Comment by mike_hearn
1 year ago
It's not an LLM provider problem. It's an Anthropic/Google culture problem. OpenAI would very likely not have any problems with a request like that, but Claude has struggled with an absurdly misaligned sense of ethics from the start.
Note that Google is a big investor into Anthropic, and Anthropic was created because a bunch of OpenAI people thought OpenAI wasn't being woke enough and quit as a consequence. So it's not a surprise that it's a lot more extremist than other model vendors.
That's one reason why Aider doesn't recommend you use it, even though in some ways it's slightly better at coding. Claude Opus will routinely refuse ordinary coding requests due to its misalignment, whereas GPT-4 will not. That better reliability more than makes up for any difference in skill or speed.
Anecdotally, of course, I never had a single refusal over hundreds of ordinary coding requests to Claude 3 (although I don't think I've had any refusals from GPT-4 either over the course of probably 5,000 requests). It didn't even refuse my knife request and answered it before I received the account suspension!
I guess killing your whole account should count as a refusal of sorts.
The refusals coming up in the benchmark are discussed at the bottom of this blog post:
https://aider.chat/2024/03/08/claude-3.html
Despite all that I find GPT moralizes far more than Claude does. I don't think I've had a single complaint from it thus far actually..
Also it's a lot better at coding. GPT has become exceptionally lazy recently, but i consistently can get 500+ lines of code out of claude (it even has to spawn multiple output windows)
Perhaps the top end 4 might wrong slightly more clever code, but you're hard pressed to get it to do more than a dozen or two lines.

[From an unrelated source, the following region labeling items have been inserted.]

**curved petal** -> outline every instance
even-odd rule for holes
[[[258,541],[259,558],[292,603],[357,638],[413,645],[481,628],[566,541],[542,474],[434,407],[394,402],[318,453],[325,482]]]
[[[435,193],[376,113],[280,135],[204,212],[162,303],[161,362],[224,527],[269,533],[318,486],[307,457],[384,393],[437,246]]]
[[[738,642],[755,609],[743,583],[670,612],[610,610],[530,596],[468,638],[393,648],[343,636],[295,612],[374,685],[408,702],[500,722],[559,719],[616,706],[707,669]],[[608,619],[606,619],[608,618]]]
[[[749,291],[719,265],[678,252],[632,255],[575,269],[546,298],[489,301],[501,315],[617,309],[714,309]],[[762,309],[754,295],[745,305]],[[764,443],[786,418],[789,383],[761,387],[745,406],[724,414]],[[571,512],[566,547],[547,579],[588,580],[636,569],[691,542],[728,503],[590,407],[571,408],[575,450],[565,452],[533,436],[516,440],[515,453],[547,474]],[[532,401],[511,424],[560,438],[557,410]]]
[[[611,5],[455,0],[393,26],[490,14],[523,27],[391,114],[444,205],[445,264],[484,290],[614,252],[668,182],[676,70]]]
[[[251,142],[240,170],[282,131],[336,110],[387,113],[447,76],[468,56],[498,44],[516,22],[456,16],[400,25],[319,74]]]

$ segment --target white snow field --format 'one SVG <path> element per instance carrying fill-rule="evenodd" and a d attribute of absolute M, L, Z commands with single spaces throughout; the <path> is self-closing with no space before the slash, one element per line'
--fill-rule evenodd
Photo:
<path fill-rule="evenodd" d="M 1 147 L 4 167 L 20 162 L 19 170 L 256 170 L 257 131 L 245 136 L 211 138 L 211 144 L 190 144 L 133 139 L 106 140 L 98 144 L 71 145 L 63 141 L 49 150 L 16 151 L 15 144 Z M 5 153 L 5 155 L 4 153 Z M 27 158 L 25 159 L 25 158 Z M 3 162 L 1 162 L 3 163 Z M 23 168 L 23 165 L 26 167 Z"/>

Is this still the case? I had a thread going where I told Opus to give it's answer to a question then predict how I would respond if I were a "dumb crass disgruntled human" and it didn't hold back
Funnily, in my own anecdotal experience, Claude 3 is in some ways "less woke" than GPT-4
Both start out with a largely similar value system, but if you start arguing with them "how can you be sure your values are correct? is it impossible that you've actually been given the wrong values?", Claude 3 appears more willing to concede the possibility that its own values might be wrong than GPT-4 is
I haven't done any extensive work with Claude 3 so will defer to your experience here. From the Aider blog post where Paul benchmarked it:
> The Claude models refused to perform a number of coding tasks and returned the error “Output blocked by content filtering policy”. They refused to code up the beer song program, which makes some sort of superficial sense. But they also refused to work in some larger open source code bases, for unclear reasons.